Hi, total Rust noob here. I am playing around with macros and noticed this.

This is a valid definition of my_println!, which simply calls println! with the same arguments:

macro_rules! my_println {
    (
        $($arg:expr),*
    ) => {
        println!($($arg),*)
    }
}

If one accidentally forgets the comma in the expansion, the definition is wrong. The resulting rustc error is:

error: no rules expected the token `&args[1..]`
  --> main.rs:23:20
   |
23 |         println!($($arg)*)
   |                    ^^^^
...
31 |     my_println!("{:?}", &args[1..]);
   |     ------------------------- in this macro invocation

Why is the error so misleading? AFAIK Rust does not allow space-separated lists of expressions, so this could be caught at macro-definition time. But even if caught later, the problem is NOT that "no rule expected the token blah". A better error would be "no rule expanded to valid syntax", because clearly all available rules did expect that token, so this wasn't a failure to match the arguments.

Should I post this on the implementation forum?

The error message is indicating a failure to match the arguments of println. The expansion of my_println produces:

println!("{:?}" &args[1..])
         ^^^^^^ ^^^^^^^^^^
          expr     expr

The definition of println accepts the following patterns:

() => { ... };
($fmt:expr) => { ... };
($fmt:expr, $($arg:tt)*) => { ... };

So after matching the first $:expr, it is going to expect either the end of the macro invocation (the second rule) or a comma token (the third rule). Instead it sees another $:expr which is neither of those. In other words, no rules expected the token &args[1..].

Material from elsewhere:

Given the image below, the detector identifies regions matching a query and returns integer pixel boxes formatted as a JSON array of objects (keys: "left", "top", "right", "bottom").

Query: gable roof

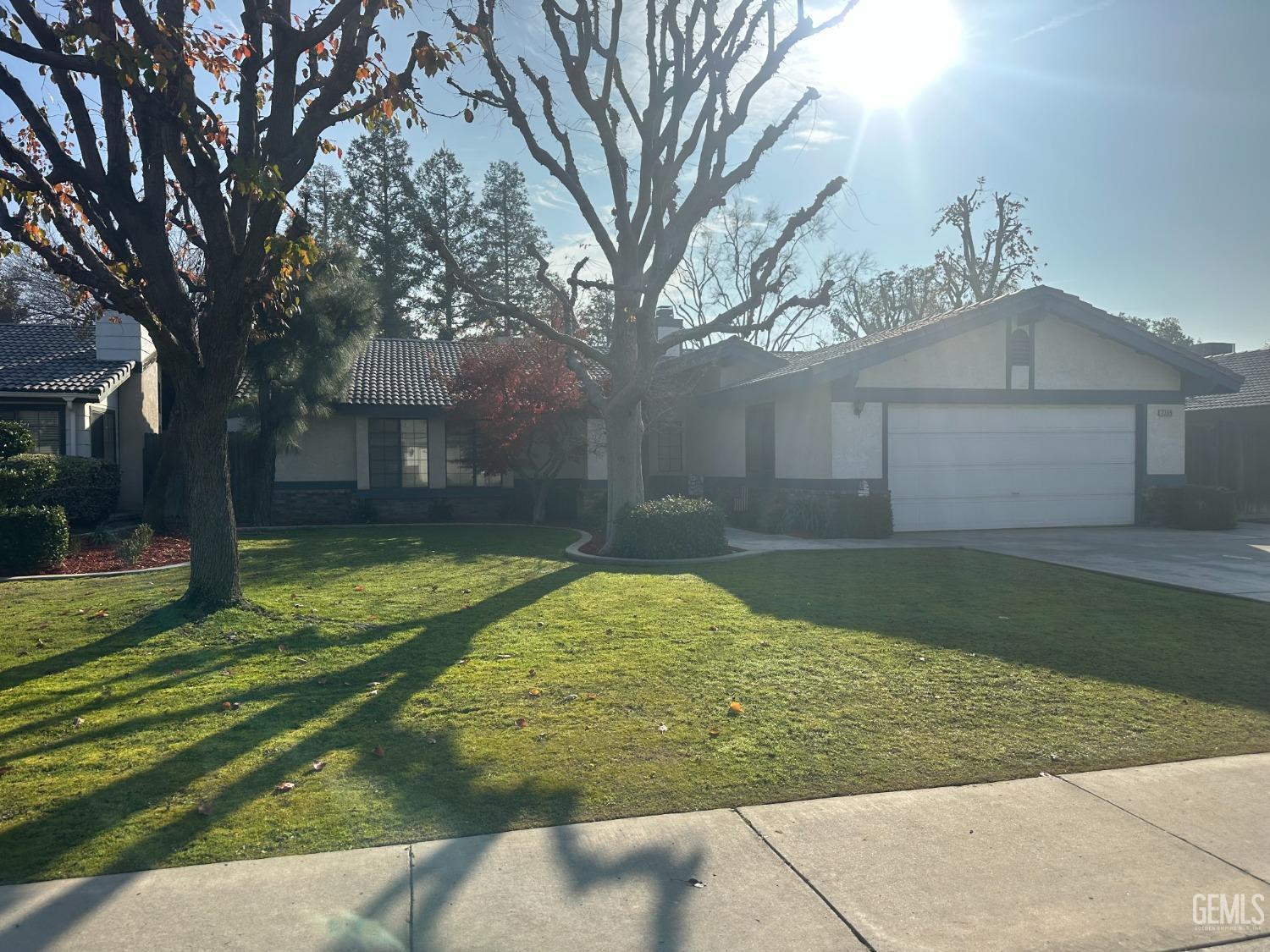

AFAIK Rust does not allow space-separated lists of expressions

None of the standard library macros take a space-separated list of expressions, but Rust certainly allows it for your own macros.

macro_rules! semenzato {
    ($($e:expr)*) => {
        $(
            println!("{}", $e);
        )*
    }
}

fn main() {
    semenzato!(1 2+2 3+3+3);
}
1 Like

I see, thanks!

I still think the error message is misleading:

error: no rules expected the token `&args[1..]`
  --> main.rs:23:20
   |
23 |         println!($($arg)*)
   |                    ^^^^
...
31 |     my_println!("{:?}", &args[1..]);
   |     ------------------------- in this macro invocation

The message says "in this macro invocation" so one would assume that the match fails in the expansion of my_println. In fact, had the message simply said "at this line", I might have dug deeper :wink:

Also, I am surprised that space-separated variable-length lists are allowed, since fixed-length are not:

error: $a:expr is followed by $b:expr, which is not allowed for expr fragments
--> main.rs:19:18
|
19 | $a: expr $b: expr
| ^^^^^^^^

Finally, the manual says that they should not be allowed. So maybe a bug?

From Macros - The Rust Programming Language

There are additional rules regarding the next token after a metavariable:

expr and stmt variables may only be followed by one of: => , ;
ty and path variables may only be followed by one of: => , = | ; : > [ { as where
pat variables may only be followed by one of: => , = | if in
Other variables may be followed by any token.

Oh right... additionally, Zach in my team reminded me that space-separated expressions are ambiguous:

a b - c

could be two expressions ("a" and "b - c") or three ("a", "b", and "-c").